Iron gall ink is an important writing and drawing ink that has been used in Europe since the Middle Ages  to the early twentieth century. Most important historical documents and works of art were written (or drawn) in iron gall inks . The iron gall inks are used in a wide range of applications as they were easy to make, hard to remove from the surface (a valued characteristic for official record-keeping) . There are several different recipes for iron gall inks that have been published over centuries . These inks are composed of three main ingredients: plant extracts rich in tannins, iron (II) sulphate, and a binder that usually is gum Arabic . The majority of the constituents of iron gall inks is unstable nature raw materials, such as different amounts of tannins with the galls (e.g. 50–70% in Aleppo or Turkey galls): when exposed to air, the handwriting is oxidized and easily faded, resulting in damage to the document  In addition, due to the large variety of historical recipes and procedures used in the production of iron gall inks, research into iron gall inks is complicated . Inks with a complex composition may suffer many side effects that could contribute to different aspects of paper degradation, especially the presence of metal ions. Many interactions occur with surrounding components: precipitation with tannins, chelation with polysaccharides , etc. Studies targeting changes in iron gall inks involve analysis of the catalytic effect of metal ions present in the inks on paper, such as copper [9,10,11], or the effect of acid in the inks on the paper [12, 13].

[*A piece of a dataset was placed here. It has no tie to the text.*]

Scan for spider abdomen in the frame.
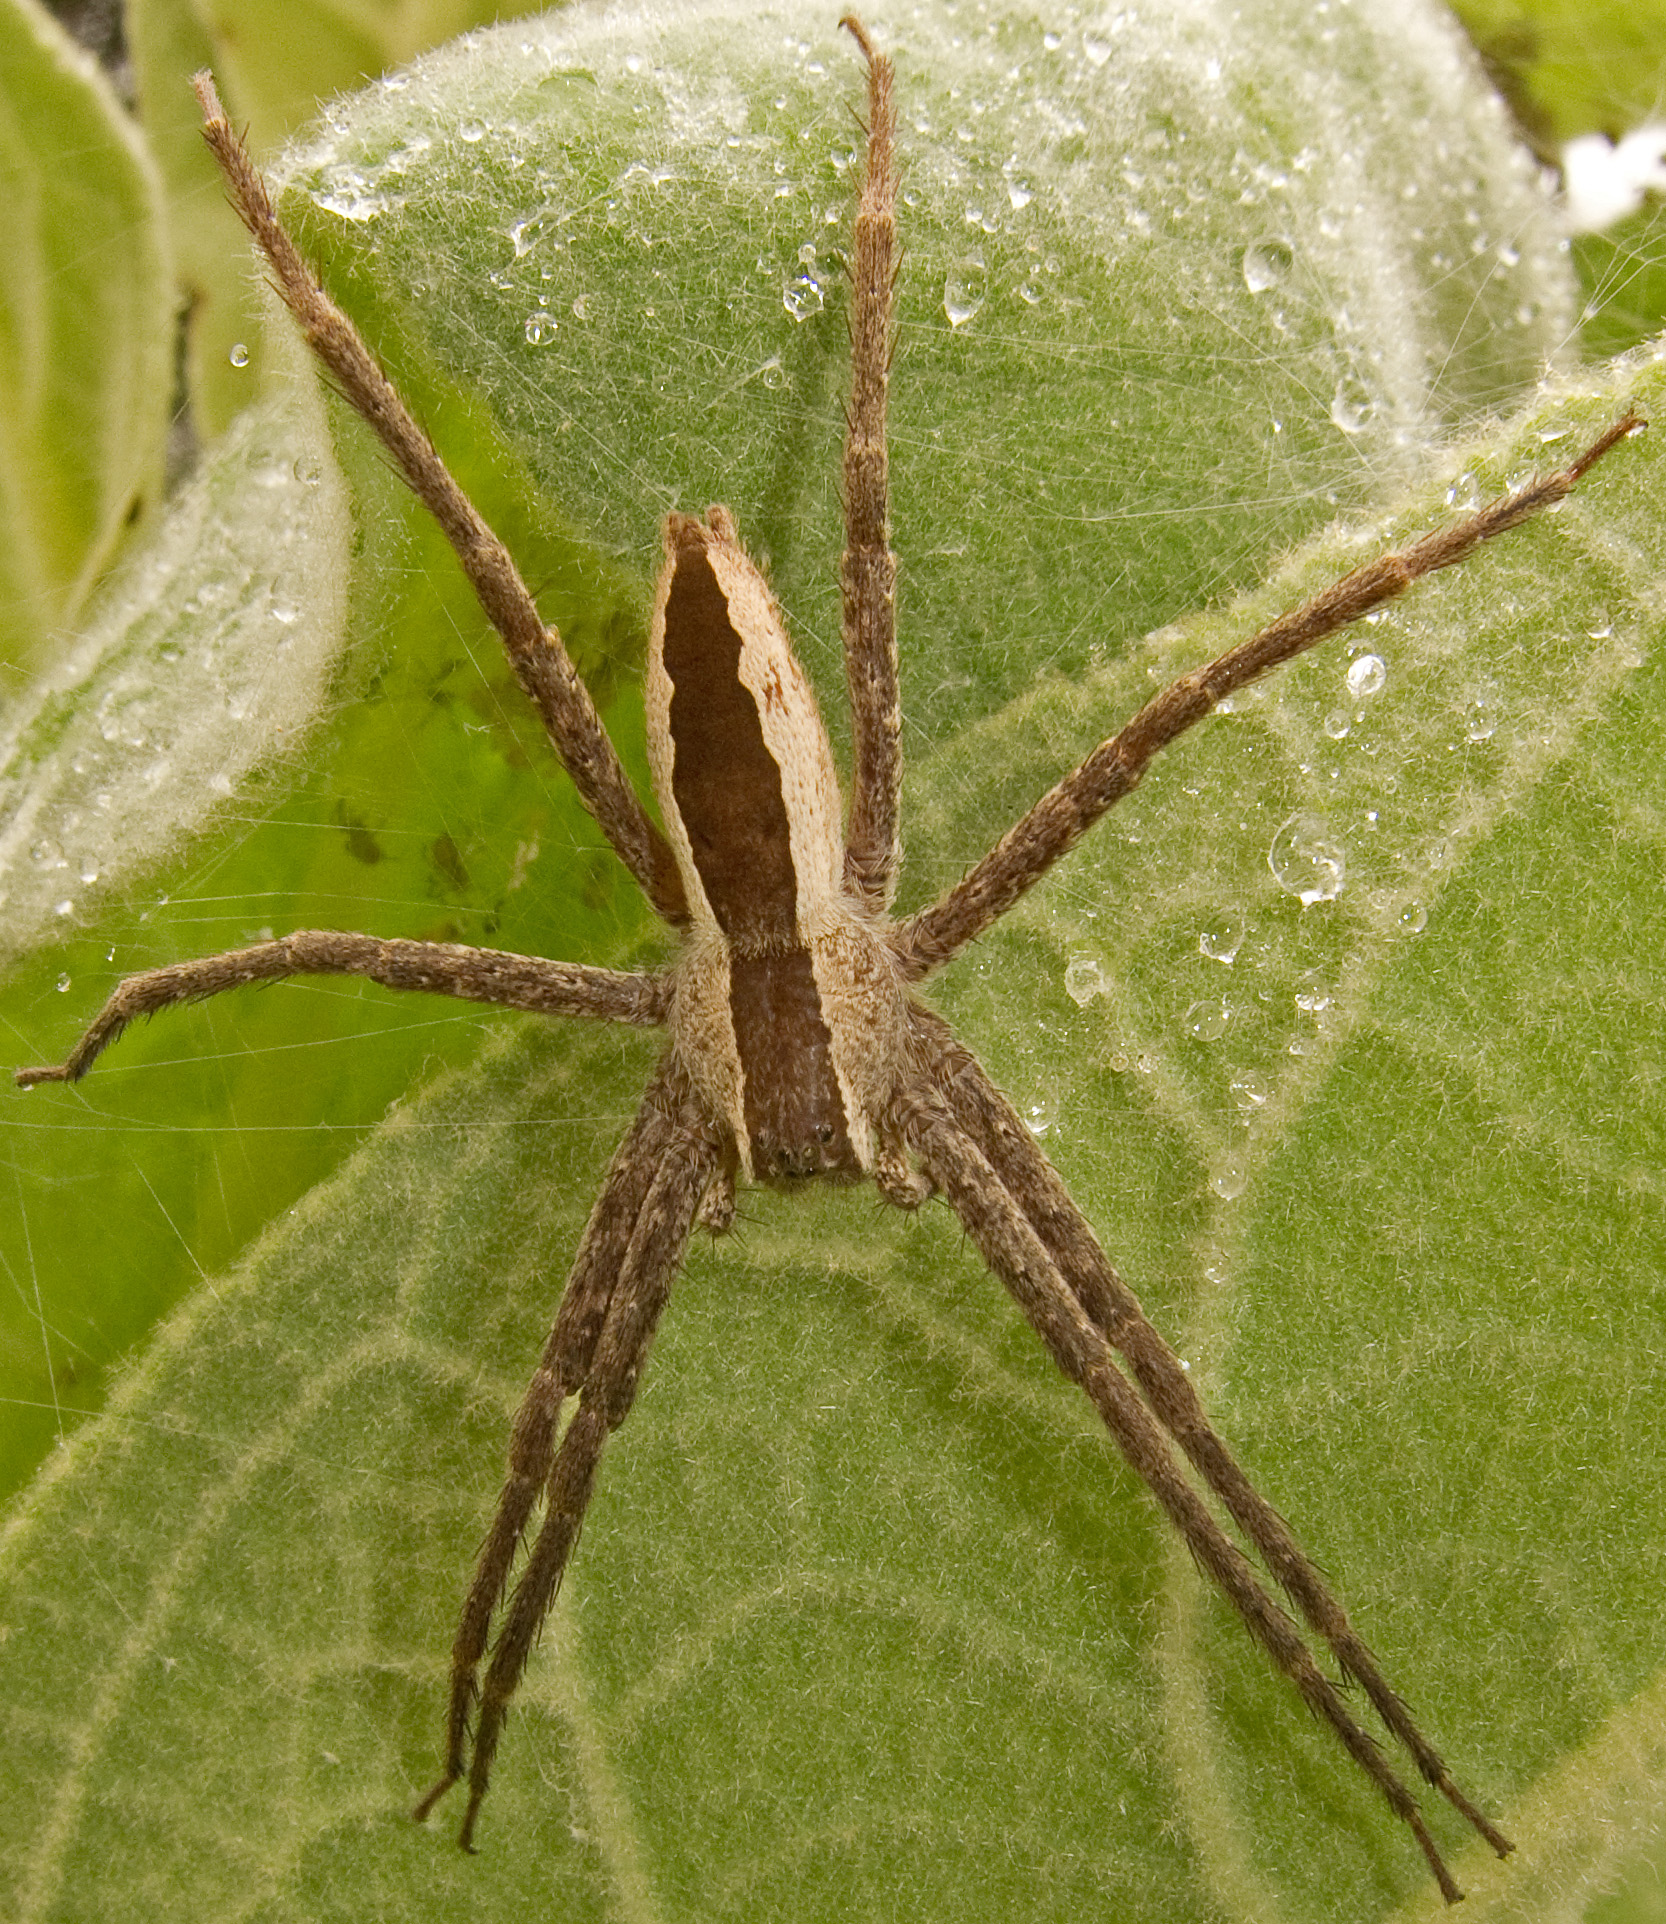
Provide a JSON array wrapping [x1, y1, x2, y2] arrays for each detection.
[[648, 508, 907, 1182]]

Nowadays, the world’s libraries, archives, and museums are faced with the problem of preserving countless documents, manuscripts and drawings, endangered by the corrosive properties of iron gall inks [14, 15]. Degradation of cellulose, the main structural component of paper, is known to depend on the pH of the macromolecular environment, iron gall inks feature low pH because of the acidity of their main components, iron (II) sulphate and tannic/gallic acid . Upon formation of the iron gall ink complex, sulfuric acid is released, which is probably the most important source of acidity associated with iron gall inks. The pH of most historical paper containing iron gall inks varies considerably, ranging from 2.9 to 7.1 .
It is difficult to clarify the changes produced by iron tannate inks during aging, and the present work was aimed at studying the changes in color and the different valence states of iron ions before and after aging of the ink. In this experiment, physical and chemical changes of iron gall inks were studied by simulating the changes generated during storage by means of artificial aging. Chemical properties are manifest by changes in the concentration of iron ions in the handwriting, because for iron gall ink, iron ions are the main reason for its color and changes therein, so the study of changes in iron ions during the aging process is important for the protection and restoration of ink handwriting. The aging of iron gall inks has been systematically studied in fewer studies, and this experiment is a more comprehensive study of the changes produced by iron gall inks during the aging process. The iron gall inks were applied to paper and exposed to three different artificial aging processes. Chemical and physical properties of ink-paper specimens were evaluated before and after artificial aging by different instrumental techniques. The analytical study involved colorimetric analysis and observations of color variation, color density, its absorbance, and changes in iron ions of the iron gall ink handwriting.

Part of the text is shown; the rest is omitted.